Bandiera Bianca
La fotografia etica che non mira a piacere
Si è chiuso il Festival fotografico di Lodi: gli scatti servono a conoscere popoli, dar voce all'impegno sociale, comprendere la realtà e sensibilizzare sulla salvaguardia del pianeta. Una mostra non volutamente estetica
Purtroppo si è concluso ieri il Festival della fotografia etica di Lodi, che un mio lubrico sguardo distratto a una pubblicità aveva trasformato in promettente Festival della fotografia erotica, prima di mettermi a girare attorno al cartellone per scoprire dove fossero cadute quelle tre letterine piuttosto dirimenti che lo avrebbero reso Festival della fotografia estetica.

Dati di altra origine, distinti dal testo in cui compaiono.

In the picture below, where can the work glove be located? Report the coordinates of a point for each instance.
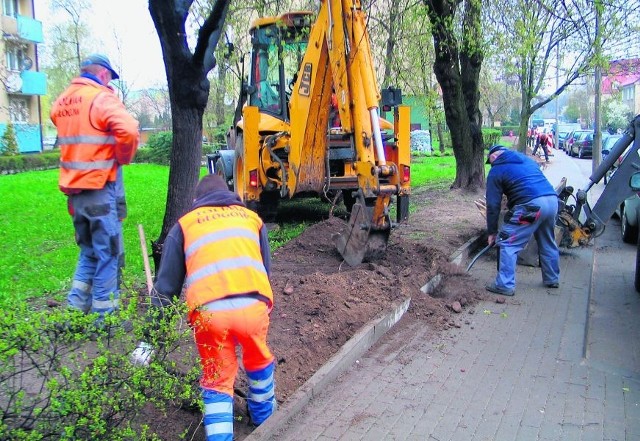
(141, 355)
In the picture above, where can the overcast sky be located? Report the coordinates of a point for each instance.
(140, 53)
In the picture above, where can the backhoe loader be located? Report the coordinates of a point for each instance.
(308, 123)
(578, 223)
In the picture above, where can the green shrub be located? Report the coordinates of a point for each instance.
(61, 380)
(143, 156)
(160, 145)
(28, 162)
(506, 129)
(11, 164)
(491, 137)
(9, 142)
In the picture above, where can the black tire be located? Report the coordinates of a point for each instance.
(629, 232)
(348, 199)
(222, 172)
(636, 281)
(267, 208)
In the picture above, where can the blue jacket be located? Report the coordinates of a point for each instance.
(519, 178)
(172, 271)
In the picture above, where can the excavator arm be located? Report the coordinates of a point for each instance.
(579, 222)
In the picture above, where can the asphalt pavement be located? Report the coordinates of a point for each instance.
(548, 364)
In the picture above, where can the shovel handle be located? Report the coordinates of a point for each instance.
(145, 257)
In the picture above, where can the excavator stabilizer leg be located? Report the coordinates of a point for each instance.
(360, 242)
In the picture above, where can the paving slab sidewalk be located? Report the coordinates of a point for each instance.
(520, 370)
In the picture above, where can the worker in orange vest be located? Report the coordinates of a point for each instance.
(220, 252)
(96, 136)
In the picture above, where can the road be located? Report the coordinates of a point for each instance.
(546, 364)
(613, 337)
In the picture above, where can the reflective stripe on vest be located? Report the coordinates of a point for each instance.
(83, 139)
(222, 254)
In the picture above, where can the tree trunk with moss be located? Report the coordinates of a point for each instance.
(188, 93)
(458, 72)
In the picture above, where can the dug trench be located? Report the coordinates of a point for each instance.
(321, 302)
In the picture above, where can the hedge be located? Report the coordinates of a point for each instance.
(491, 137)
(27, 162)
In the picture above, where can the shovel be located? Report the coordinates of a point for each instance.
(482, 252)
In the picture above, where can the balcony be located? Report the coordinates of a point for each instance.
(33, 83)
(27, 82)
(28, 136)
(22, 28)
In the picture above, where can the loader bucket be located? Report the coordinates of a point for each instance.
(359, 242)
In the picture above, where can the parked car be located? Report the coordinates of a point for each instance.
(607, 144)
(628, 214)
(566, 145)
(582, 144)
(565, 130)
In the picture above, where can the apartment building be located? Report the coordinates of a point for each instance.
(21, 85)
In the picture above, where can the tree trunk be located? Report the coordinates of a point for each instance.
(461, 102)
(188, 93)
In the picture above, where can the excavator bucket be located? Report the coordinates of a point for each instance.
(359, 242)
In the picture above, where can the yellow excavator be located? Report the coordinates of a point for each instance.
(308, 123)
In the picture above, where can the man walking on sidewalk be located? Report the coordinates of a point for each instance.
(97, 136)
(533, 208)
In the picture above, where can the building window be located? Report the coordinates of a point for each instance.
(18, 110)
(10, 7)
(15, 58)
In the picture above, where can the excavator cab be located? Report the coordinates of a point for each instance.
(308, 124)
(278, 48)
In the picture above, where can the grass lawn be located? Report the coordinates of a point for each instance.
(38, 253)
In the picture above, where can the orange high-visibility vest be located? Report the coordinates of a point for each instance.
(222, 254)
(88, 145)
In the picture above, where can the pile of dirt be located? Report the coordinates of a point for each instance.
(321, 302)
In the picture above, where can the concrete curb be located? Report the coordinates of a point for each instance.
(346, 356)
(463, 255)
(340, 362)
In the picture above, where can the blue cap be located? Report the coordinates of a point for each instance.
(494, 149)
(100, 60)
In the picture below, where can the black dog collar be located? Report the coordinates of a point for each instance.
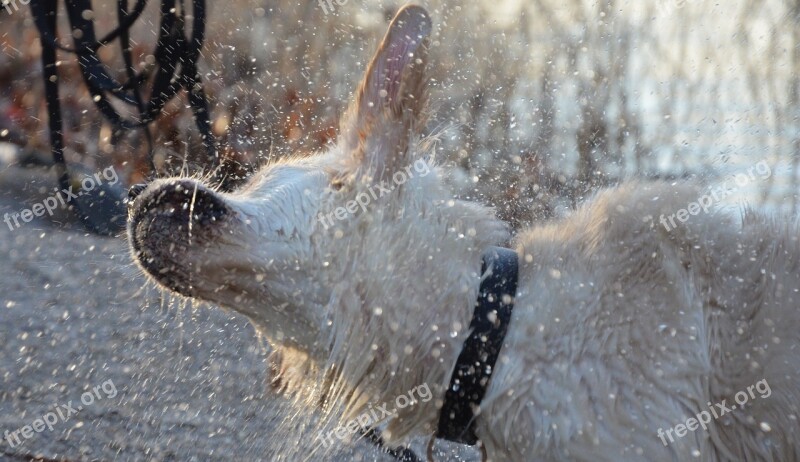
(476, 362)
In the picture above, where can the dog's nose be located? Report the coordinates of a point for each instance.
(183, 201)
(135, 190)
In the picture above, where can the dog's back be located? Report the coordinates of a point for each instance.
(624, 330)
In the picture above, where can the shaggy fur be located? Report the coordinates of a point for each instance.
(619, 327)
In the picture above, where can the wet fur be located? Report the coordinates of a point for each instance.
(619, 327)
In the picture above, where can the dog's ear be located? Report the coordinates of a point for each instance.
(387, 112)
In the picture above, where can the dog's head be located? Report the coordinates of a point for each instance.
(278, 249)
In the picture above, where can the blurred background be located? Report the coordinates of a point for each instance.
(535, 104)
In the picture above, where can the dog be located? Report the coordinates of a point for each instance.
(362, 271)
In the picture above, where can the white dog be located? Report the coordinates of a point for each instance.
(626, 341)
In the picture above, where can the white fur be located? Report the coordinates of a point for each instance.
(619, 327)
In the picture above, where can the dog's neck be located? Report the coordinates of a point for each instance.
(401, 308)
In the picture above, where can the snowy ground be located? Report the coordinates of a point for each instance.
(75, 313)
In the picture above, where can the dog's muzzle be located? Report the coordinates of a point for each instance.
(168, 220)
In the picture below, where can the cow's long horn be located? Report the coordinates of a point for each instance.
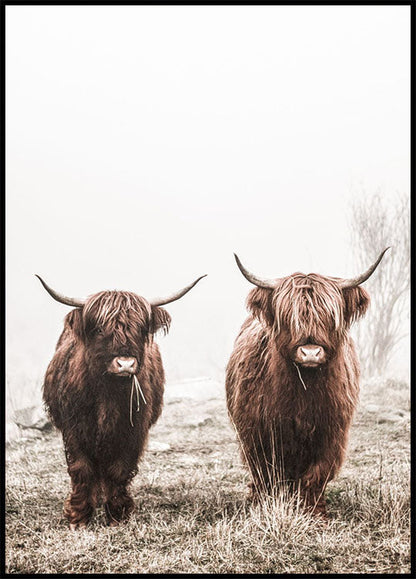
(175, 296)
(75, 302)
(260, 282)
(354, 282)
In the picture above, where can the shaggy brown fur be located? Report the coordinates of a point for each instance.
(92, 406)
(293, 421)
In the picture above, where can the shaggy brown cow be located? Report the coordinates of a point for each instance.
(103, 389)
(292, 381)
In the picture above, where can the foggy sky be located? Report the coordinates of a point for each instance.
(145, 145)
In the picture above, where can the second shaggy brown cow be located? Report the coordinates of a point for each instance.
(292, 381)
(104, 389)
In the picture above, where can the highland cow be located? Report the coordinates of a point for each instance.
(103, 390)
(292, 381)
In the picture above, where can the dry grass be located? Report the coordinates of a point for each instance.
(192, 515)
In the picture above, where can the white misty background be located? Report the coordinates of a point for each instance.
(145, 145)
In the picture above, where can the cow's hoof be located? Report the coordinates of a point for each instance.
(77, 526)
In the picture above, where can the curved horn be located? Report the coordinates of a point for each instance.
(264, 283)
(354, 282)
(77, 303)
(175, 296)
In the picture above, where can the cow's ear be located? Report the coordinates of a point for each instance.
(73, 320)
(160, 320)
(259, 303)
(356, 302)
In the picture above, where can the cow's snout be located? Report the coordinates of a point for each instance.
(310, 355)
(123, 365)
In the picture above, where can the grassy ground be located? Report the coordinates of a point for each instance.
(192, 516)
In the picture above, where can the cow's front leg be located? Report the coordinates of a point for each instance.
(118, 503)
(81, 502)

Né erotica né estetica, dunque, la fotografia etica mira a non stimolare il desiderio né a garantire piacere alla vista; obiettivo delle venti mostre sparse in città e dintorni era infatti “approfondire la straordinaria varietà antropologica e culturale dei popoli”, “dare voce e supporto all’impegno sociale dei fotografi”, “conoscere la realtà, comprenderla e cambiarla”, “imparare a salvaguardare il pianeta”.
E quindi giù foto di viandanti e barboni, pastori e mamme che cambiano pannolini (“Donne, una vita di sacrifici”), sguardi fissi nel vuoto e armi da fuoco, malati di Parkinson e palazzi diroccati. Tutti quegli elementi insomma che, quando qualcuno ci mostra una foto, servono a non doverci sentire in dovere di reagire col solito ipocrita “Quant’è bella” ma a poterci rifugiare in uno schietto: “Com’è buona!”. Senza che il fotografo si offenda.